La crescita post-pandemia del retail passa per il digitale
Nel post-pandemia il digitale si è ormai affermato tra le aziende del settore del commercio, in linea con la media nazionale, come un canale fondamentale per attrarre nuovi clienti e mantenere e accrescere la competitività del proprio business nella fase di “new normal”. È quanto emerge dall’indagine svolta da Qonto e ProntoPro su un campione di oltre 1.000 PMI e oltre 500 professionisti del territorio nazionale.
Secondo i dati raccolti, infatti, per l’88% circa delle imprese e dei professionisti del settore l’utilizzo di strumenti digitali gioca un ruolo importante o molto importante per la propria attività: per quasi il 95% delle imprese intervistate, servizi e strumenti digitali sono utili per ottimizzare il lavoro di team e per il 45% circa di esse sono fondamentali per facilitare il lavoro da remoto.

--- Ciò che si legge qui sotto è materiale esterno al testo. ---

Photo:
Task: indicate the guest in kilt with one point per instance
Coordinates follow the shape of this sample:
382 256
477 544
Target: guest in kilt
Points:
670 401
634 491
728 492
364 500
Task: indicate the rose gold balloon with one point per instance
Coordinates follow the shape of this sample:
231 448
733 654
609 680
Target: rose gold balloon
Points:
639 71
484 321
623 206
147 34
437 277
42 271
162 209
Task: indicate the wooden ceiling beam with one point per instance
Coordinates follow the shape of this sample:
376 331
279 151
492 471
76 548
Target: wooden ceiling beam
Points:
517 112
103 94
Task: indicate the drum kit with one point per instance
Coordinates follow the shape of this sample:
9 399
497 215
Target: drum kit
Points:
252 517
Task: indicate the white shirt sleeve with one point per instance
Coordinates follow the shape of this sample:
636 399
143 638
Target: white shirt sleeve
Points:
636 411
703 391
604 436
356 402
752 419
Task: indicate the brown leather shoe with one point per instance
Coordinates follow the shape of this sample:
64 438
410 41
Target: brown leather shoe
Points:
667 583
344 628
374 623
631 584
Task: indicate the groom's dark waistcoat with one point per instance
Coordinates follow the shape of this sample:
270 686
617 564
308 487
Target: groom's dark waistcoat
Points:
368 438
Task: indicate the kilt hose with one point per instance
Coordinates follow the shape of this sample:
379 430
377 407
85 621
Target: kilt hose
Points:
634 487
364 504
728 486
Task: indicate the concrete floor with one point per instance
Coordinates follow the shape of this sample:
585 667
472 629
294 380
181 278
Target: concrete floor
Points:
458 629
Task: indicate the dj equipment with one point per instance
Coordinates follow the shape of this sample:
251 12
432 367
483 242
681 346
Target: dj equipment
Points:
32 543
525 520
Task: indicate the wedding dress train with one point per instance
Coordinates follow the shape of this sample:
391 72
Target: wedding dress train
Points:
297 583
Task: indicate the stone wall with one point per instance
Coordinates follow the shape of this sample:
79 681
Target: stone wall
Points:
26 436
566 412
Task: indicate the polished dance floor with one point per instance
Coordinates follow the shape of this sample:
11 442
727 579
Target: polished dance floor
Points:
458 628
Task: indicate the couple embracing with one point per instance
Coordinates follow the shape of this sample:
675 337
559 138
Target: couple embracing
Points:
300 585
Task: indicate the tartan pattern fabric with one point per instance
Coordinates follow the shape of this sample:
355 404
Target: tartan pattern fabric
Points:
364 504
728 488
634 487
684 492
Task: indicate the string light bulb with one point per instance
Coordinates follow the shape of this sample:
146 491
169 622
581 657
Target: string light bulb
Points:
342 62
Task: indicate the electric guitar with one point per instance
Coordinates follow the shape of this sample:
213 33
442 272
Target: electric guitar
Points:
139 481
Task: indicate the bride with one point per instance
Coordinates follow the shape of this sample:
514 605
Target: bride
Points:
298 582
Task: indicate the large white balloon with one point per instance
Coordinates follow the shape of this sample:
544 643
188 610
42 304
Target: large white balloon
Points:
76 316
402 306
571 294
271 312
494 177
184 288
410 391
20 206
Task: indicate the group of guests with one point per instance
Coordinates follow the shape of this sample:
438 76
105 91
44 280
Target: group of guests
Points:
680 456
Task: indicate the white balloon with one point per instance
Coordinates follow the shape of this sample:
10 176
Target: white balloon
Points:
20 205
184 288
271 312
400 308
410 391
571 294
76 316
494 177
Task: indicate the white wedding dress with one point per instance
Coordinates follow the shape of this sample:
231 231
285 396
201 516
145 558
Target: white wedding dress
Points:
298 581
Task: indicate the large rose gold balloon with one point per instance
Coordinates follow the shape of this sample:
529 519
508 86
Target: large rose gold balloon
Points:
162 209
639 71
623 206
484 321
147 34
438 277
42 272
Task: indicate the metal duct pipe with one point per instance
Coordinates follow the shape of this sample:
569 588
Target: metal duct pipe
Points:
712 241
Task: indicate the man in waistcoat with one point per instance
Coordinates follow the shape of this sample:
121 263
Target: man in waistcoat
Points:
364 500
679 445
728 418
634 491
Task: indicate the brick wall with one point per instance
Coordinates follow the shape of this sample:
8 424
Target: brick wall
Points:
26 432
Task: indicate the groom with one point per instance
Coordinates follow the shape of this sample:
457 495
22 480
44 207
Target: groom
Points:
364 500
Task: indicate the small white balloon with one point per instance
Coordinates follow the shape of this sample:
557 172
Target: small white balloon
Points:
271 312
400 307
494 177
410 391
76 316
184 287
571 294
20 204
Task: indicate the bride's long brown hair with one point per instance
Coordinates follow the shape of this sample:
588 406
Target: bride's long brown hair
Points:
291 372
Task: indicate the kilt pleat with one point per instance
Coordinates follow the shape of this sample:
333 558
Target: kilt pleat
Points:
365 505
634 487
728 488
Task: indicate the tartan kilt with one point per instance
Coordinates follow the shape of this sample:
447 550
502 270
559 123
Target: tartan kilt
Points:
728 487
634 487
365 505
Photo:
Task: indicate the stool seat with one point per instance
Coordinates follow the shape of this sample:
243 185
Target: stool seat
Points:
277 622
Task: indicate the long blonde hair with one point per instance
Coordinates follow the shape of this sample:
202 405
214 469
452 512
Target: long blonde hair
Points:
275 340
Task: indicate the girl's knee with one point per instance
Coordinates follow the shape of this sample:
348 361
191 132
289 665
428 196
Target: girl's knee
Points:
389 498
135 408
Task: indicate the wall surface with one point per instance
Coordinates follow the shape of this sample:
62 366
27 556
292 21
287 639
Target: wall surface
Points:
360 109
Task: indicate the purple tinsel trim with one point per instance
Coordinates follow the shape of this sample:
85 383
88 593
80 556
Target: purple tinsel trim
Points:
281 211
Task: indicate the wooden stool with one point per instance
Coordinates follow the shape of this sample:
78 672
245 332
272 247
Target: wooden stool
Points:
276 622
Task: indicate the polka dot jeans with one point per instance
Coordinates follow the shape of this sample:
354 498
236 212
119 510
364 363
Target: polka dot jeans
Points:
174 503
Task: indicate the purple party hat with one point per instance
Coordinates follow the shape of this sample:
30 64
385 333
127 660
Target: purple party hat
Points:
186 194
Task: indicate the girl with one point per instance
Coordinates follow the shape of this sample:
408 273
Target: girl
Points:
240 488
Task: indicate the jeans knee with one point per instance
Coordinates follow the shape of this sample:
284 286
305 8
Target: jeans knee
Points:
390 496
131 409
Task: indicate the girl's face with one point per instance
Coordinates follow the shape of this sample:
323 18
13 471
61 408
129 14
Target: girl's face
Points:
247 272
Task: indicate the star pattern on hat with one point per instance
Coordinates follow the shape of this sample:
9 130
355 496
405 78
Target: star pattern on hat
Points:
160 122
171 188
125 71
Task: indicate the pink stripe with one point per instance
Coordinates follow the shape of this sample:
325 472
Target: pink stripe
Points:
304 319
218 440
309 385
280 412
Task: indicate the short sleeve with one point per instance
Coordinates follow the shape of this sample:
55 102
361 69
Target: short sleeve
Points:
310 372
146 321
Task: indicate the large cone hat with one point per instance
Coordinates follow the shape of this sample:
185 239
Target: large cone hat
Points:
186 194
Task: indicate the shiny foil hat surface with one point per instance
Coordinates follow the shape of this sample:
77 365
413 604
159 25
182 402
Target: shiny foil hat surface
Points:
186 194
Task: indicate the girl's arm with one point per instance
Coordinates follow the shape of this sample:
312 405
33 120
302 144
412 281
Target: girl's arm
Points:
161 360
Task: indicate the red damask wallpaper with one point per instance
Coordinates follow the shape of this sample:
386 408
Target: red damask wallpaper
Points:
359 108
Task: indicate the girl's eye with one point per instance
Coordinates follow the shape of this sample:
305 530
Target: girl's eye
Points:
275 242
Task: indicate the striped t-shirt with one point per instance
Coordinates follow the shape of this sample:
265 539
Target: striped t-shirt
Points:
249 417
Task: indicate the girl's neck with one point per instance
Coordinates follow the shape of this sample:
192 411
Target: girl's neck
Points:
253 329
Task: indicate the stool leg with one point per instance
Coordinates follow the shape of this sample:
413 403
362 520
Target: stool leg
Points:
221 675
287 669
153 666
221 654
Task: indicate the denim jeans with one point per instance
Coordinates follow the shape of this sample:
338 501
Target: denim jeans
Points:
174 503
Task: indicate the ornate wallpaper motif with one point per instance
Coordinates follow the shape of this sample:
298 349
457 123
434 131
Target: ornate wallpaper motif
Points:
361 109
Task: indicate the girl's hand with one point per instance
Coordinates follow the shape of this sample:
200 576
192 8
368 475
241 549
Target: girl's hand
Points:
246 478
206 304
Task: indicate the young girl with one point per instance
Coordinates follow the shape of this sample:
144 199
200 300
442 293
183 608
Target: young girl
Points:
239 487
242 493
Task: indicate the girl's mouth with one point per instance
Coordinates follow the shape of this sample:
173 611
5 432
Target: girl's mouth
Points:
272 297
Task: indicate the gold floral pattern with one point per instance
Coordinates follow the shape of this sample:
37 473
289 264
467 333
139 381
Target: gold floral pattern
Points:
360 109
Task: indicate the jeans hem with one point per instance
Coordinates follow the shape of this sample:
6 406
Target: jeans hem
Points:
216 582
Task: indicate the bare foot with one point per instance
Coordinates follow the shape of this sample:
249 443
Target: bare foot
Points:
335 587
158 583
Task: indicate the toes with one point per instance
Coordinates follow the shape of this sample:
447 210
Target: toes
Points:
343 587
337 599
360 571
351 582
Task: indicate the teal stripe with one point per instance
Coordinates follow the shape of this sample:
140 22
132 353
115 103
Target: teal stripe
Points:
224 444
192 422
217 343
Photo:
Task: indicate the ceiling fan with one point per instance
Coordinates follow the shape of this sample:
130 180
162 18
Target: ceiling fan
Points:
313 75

A guidare la digitalizzazione delle imprese del settore del commercio nel 2022 è l’opportunità offerta dal PNRR che ha destinato circa 30,6 miliardi di euro all’innovazione e digitalizzazione delle imprese: l’88% circa delle imprese e dei professionisti intervistati investirà nella digitalizzazione del proprio business e di queste oltre l’82% dichiara che utilizzerà gli incentivi messi a disposizione per sostenere la competitività del sistema produttivo nazionale attraverso la conversione al digitale della propria realtà.
Oltre il 55% degli intervistati investirà in programmi per e-commerce e quasi il 50% in attività di marketing e advertising, in linea con quanto rilevato da Qonto in un Osservatorio condotto nel primo trimestre 2021, secondo cui per le aziende del settore gli strumenti digitali più utilizzati erano proprio piattaforme di e-commerce, servizi di marketing e pubblicità. Sia i software gestionali che quelli per contabilità saranno tra le aree di investimento per il 38% delle imprese.

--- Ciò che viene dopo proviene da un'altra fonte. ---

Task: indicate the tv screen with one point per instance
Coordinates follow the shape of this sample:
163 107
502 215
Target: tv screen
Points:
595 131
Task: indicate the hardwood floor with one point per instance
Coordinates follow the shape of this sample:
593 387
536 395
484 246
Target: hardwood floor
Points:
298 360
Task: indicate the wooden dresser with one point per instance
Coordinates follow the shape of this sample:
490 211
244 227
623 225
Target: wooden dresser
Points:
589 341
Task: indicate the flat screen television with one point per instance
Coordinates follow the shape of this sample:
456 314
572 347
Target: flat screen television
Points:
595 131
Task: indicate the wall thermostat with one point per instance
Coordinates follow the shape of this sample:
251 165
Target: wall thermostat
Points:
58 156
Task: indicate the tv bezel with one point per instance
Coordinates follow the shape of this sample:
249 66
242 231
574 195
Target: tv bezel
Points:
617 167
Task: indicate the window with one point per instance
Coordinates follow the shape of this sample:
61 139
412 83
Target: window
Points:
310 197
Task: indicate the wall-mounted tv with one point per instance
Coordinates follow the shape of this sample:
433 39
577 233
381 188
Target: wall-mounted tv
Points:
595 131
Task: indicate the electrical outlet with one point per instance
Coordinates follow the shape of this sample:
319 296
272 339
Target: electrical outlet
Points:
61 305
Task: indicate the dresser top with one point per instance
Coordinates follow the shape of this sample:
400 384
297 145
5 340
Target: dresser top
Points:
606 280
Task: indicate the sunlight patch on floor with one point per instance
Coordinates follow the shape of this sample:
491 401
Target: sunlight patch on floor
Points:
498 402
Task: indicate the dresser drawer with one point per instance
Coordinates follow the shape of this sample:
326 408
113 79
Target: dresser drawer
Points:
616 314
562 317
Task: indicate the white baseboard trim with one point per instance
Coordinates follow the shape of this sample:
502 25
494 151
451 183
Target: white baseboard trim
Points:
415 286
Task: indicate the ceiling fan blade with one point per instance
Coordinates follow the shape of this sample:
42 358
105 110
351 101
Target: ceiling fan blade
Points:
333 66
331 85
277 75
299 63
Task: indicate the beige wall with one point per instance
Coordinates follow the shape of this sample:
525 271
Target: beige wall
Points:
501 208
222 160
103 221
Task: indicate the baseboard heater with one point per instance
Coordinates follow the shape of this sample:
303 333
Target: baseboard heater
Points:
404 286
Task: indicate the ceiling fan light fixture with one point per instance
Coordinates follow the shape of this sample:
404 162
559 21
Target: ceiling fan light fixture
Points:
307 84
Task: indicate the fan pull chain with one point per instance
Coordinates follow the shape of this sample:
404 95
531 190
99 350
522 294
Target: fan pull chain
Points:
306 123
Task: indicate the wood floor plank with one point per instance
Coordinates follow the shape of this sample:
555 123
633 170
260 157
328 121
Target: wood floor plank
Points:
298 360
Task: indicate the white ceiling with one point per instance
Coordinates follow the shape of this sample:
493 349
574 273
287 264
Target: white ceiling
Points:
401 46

E non solo. Oltre il 92% delle imprese e dei professionisti del settore utilizza servizi finanziari digitali quali banking online o strumenti per ottimizzare la gestione delle spese aziendali e la contabilità, e in particolare, oltre l’83% di coloro che utilizzano servizi finanziari digitali dichiara di aver aumentato l’utilizzo di questi strumenti in seguito allo scoppio della pandemia. Il 96% circa delle aziende ritiene infatti che i servizi finanziari digitali permettano di risparmiare tempo nella gestione del business.
Inoltre, sempre secondo il sondaggio, oltre l’82% delle imprese e dei professionisti utilizza strumenti di pagamento digitale, come ad esempio POS Mobile o sistemi come Satispay e PayPal. Oltre il 60% delle aziende del settore, in particolare, ha adottato nuovi strumenti di pagamento alternativi al contante a partire dall’emergere della pandemia, confermando un trend trainato dal cambiamento delle abitudini di consumo e da misure come il Cashback di Stato e il credito d'imposta sulle commissioni POS per i commercianti.
Sempre secondo la ricerca infine, a fine 2021 oltre l’83% delle imprese e dei professionisti del settore del commercio promuove la propria attività attraverso strumenti digitali, dai social, ai motori di ricerca, a marketplace generici o specifici.